Deux jours après, la frontière était franchie, et il écrivait de son quartier-général placé à Schleidnitz, premier poste de la Silésie : « Mon cher Podevvils, j’ai passé le Rubicon, enseignes déployées et tambour battant ; mes troupes sont pleines de bonne volonté, les officiers d’ambition, nos généraux affamés de gloire : tout ira selon nos souhaits ; mon cœur me présage tous les biens du monde, enfin un certain instinct, dont la cause nous est inconnue, me prédit du bonheur ou de la fortune. Je ne paraîtrai pas à Berlin sans m’être rendu digne du sang dont je suis issu et des braves soldats que j’ai l’honneur de commander. Adieu, je vous recommande à la garde de Dieu[2]. »

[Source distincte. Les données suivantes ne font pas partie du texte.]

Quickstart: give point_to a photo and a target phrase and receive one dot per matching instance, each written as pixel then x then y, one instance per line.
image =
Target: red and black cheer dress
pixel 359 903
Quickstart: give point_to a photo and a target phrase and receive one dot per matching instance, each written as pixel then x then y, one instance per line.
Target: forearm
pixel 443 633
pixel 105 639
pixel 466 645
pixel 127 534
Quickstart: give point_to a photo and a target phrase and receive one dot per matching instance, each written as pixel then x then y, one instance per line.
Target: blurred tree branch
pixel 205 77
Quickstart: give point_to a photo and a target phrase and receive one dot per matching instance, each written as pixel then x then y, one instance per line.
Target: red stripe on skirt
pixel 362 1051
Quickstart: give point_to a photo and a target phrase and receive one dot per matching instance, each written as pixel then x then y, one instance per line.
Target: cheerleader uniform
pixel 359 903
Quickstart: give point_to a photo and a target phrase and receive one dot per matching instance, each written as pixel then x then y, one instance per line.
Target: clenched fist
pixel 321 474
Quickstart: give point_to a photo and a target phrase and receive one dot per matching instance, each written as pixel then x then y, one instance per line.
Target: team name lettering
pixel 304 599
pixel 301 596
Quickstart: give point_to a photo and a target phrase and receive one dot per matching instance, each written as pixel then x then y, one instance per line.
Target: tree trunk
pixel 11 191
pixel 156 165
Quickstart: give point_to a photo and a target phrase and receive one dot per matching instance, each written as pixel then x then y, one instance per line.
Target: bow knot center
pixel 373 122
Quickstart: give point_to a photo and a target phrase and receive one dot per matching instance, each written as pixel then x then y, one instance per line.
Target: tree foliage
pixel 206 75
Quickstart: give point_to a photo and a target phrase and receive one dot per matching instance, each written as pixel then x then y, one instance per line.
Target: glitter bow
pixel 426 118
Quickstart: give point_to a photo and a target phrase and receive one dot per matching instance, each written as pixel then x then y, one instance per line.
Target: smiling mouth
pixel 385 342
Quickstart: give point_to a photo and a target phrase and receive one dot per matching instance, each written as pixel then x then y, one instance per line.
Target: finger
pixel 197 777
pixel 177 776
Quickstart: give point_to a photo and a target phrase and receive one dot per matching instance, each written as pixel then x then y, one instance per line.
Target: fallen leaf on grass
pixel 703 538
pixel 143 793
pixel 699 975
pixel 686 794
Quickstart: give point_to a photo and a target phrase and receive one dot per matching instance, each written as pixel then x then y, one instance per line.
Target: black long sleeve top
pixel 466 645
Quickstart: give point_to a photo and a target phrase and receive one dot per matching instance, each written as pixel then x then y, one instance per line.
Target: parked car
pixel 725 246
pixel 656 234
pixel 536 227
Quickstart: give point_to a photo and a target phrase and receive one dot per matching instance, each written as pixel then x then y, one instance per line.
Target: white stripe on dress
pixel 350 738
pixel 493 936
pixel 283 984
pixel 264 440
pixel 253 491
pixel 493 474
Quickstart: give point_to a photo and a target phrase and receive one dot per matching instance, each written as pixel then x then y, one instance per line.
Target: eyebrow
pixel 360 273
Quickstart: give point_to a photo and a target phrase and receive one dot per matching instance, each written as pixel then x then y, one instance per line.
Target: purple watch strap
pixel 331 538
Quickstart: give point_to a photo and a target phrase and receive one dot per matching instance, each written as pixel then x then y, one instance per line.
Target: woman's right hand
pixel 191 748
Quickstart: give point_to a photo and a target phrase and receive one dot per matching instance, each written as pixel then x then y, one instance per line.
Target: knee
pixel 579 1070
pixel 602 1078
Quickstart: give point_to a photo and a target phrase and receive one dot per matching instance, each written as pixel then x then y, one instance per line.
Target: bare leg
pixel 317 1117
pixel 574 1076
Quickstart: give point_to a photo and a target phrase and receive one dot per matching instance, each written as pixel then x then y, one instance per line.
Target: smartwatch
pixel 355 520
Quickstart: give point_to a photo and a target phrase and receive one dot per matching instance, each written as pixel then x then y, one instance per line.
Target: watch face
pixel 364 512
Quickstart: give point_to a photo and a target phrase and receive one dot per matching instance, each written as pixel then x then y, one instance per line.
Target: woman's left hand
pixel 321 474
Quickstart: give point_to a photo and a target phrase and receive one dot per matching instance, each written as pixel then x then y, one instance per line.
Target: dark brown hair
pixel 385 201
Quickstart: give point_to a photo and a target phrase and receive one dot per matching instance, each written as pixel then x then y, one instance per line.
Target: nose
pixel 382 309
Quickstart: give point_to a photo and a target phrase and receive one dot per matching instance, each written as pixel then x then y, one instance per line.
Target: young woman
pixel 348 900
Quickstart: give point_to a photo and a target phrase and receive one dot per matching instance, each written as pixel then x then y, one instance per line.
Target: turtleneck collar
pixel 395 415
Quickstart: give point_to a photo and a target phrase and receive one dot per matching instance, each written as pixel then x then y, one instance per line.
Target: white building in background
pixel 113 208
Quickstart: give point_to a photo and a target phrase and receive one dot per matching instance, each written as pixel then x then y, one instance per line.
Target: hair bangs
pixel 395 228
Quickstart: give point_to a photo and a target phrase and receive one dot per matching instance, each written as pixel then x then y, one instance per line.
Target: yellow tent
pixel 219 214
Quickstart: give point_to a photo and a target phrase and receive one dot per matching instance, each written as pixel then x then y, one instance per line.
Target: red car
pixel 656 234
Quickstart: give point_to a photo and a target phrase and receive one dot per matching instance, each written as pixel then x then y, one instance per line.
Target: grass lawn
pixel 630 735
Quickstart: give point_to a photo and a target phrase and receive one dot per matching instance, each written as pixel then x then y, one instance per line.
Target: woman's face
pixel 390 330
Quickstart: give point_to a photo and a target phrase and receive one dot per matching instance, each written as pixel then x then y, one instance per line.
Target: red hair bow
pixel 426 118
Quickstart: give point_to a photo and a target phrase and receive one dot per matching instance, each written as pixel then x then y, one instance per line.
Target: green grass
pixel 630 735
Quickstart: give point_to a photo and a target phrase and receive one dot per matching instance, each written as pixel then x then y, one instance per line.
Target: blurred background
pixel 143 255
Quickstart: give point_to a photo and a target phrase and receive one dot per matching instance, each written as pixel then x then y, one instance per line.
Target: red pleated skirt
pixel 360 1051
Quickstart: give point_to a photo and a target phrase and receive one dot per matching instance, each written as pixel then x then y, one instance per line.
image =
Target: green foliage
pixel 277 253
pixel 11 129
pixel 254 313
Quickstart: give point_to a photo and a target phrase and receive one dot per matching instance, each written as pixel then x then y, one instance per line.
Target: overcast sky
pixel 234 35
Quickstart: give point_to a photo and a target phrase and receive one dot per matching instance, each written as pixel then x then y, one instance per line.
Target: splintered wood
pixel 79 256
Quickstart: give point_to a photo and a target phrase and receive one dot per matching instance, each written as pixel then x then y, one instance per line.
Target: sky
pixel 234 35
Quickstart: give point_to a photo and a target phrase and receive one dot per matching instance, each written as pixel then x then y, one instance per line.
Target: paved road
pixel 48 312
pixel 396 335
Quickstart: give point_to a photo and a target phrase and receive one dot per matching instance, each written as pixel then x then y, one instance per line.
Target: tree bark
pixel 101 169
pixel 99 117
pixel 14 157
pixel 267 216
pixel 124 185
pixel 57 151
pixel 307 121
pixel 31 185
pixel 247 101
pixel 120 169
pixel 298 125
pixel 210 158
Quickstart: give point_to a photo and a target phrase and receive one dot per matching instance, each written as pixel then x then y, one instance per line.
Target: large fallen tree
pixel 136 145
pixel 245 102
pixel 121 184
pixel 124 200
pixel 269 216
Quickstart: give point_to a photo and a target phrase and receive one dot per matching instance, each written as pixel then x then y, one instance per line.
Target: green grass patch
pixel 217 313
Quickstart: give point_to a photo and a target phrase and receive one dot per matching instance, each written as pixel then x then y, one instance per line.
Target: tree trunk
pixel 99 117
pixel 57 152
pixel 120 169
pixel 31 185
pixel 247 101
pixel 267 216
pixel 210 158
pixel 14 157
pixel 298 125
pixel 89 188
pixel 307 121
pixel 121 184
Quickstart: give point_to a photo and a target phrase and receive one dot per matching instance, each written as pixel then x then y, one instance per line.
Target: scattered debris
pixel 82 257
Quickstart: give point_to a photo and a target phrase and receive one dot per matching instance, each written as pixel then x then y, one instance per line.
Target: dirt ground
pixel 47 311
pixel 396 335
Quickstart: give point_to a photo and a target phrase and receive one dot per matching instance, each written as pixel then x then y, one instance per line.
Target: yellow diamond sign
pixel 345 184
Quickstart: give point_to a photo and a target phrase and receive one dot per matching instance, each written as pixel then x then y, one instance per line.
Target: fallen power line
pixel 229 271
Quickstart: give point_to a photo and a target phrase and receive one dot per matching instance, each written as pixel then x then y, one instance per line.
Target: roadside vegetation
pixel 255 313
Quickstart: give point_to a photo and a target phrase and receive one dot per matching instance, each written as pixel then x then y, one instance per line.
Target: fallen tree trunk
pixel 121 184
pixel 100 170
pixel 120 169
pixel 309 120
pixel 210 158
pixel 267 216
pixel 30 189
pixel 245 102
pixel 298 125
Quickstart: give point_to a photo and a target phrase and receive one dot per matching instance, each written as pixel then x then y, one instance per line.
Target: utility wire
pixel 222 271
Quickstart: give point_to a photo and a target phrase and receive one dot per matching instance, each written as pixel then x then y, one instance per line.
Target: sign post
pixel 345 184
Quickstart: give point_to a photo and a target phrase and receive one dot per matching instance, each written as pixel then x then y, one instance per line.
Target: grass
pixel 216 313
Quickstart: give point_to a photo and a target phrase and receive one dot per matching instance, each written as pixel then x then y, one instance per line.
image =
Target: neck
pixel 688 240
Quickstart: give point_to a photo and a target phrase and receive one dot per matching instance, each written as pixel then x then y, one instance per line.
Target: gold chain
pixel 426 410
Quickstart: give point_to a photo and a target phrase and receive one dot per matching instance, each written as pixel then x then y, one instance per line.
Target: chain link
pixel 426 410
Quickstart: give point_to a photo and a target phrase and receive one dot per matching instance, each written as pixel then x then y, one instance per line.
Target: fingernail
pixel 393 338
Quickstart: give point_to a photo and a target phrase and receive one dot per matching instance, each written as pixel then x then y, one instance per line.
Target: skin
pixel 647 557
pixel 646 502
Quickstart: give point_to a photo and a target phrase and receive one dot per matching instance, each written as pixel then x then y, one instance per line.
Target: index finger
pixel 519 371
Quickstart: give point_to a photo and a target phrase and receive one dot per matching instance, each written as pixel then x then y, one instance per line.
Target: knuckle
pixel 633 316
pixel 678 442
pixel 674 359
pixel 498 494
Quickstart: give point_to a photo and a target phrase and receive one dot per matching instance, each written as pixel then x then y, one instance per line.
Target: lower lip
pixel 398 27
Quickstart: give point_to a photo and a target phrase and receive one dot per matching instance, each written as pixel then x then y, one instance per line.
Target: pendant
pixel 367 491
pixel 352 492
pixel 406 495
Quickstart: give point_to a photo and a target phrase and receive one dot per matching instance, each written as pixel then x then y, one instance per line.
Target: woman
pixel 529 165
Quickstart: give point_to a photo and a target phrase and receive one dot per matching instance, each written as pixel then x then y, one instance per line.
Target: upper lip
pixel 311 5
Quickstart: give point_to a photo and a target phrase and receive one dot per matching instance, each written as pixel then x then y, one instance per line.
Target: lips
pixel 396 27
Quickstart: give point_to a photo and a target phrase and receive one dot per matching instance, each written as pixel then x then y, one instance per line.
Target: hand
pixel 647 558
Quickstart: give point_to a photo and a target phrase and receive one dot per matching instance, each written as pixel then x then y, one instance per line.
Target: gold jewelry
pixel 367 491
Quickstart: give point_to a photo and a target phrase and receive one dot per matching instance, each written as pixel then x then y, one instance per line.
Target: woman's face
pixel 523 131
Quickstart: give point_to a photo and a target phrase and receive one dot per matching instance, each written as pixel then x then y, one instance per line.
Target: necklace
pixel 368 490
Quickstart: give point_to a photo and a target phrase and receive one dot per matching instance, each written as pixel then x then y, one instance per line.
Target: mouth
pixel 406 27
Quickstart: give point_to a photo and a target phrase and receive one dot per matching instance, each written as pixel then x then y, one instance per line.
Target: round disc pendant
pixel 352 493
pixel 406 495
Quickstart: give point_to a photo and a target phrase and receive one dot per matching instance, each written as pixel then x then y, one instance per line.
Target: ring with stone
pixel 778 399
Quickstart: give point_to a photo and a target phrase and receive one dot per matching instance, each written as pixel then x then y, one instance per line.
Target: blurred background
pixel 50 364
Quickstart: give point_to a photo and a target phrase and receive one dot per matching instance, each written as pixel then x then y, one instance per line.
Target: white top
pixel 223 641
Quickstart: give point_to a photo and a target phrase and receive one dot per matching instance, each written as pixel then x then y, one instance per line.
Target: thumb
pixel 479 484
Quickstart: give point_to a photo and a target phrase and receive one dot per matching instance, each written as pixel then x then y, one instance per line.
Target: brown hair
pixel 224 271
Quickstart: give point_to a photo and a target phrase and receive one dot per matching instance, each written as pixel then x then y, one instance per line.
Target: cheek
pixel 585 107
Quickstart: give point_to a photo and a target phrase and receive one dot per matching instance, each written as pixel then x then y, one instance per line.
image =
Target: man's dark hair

Pendant que Frédéric marchait sur la capitale de la Silésie, par la grande route de Vienne, un courrier prenait celle de France, emportant les lettres de Valori et de Beauvau au cardinal. Les deux envoyés ne parlaient pas de même. Beauvau, toujours convaincu du mauvais vouloir et même de la haine de Frédéric, croyait à la nécessité d’une action immédiate de la part de la France, il fallait, suivant lui, ou se jeter sur l’Autriche de concert avec la Bavière et la Prusse, afin d’avoir sa part des dépouilles, ou lui venir en aide en faisant payer son appui. Mais, de toute manière, il fallait agir, sans quoi le prince téméraire profiterait d’un premier succès pour se réconcilier avec Marie-Thérèse, et on aurait ensuite les deux jeunes souverains à la fois sur les bras : « Je crains toujours, disait-il, que Votre Éminence ne soit pas assez persuadée combien le roi de Prusse est un souverain dangereux. Sa conduite ressemble plus à un roman qu’à l’histoire ; mais le roman peut avoir les suites les plus funestes. » Valori était plus réservé ; dans sa pensée, il convenait d’attendre et de laisser Frédéric mettre le feu à l’Allemagne sans s’en mêler, du moins ouvertement. Cette conduite, assurait-il, nous fera rechercher de tout le monde sans donner de jalousie à personne. Tel était, en effet, le problème ; s’associer ou s’opposer à une

  1. Pol. Corr., t. I, 148. — Voltaire, Mémoires. — Frédéric, Histoire de mon temps.
  2. Pol. Corr., ibid.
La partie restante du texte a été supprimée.